Dog owners have been advised to understand their responsibilities and the law surrounding livestock worrying, as multiple sheep were put down in Milton Keynes last year.
Sheep do not cope well with stressful situations, and worrying livestock can have serious effects often resulting in the sheep having to be put down.
In 2019, a number of sheep in Campbell Park had to be put down, and as a result The Parks Trust has asked dog owners to keep their pets on leads whilst in the park during grazing periods.
On Thursday (20/2), the grazing sheep returned and will remain there until the end of March.
The CLA South East, which represents thousands of landowners and farmers including those in Buckinghamshire, has offered advice to dog owners during this time.
Megan Lock, Rural Adviser, said: “We would advise owners to keep their dogs under close control when walking through fields of livestock, particularly sheep at this time of year, and to always stick to public rights of ways.
“It is the owner’s responsibility to keep their dog under control and we are also raising awareness about the potential consequences of not doing so.

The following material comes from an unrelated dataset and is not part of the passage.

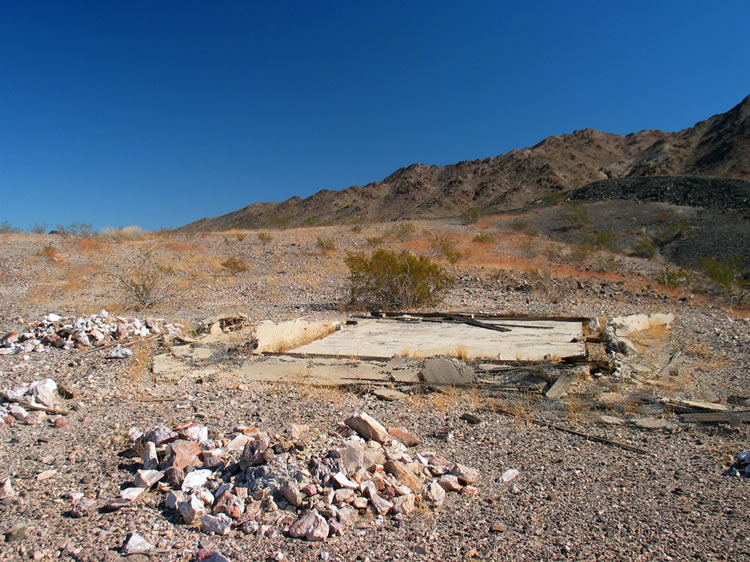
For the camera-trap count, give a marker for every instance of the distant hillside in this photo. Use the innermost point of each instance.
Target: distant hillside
(719, 146)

Livestock worrying is a criminal offence and a fine of £1,000 can be handed out.
“It is important that every instance of livestock worrying is reported to the police. This will allow for a more accurate picture of the scale of the problem to be built up and assist the police and Government to determine what resources and powers are required in order to effectively tackle the problem.”
Livestock worrying is a criminal offence under the Protection of Livestock Act 1953. Livestock worrying is defined as attacking or chasing sheep.
If a dog is in the act of worrying livestock, or there is likely to be serious damage to livestock, call the police on 999. Alternatively, after an attack, call 101 to report an incident. The CLA state that photographs and videos of the incident/damage can be useful.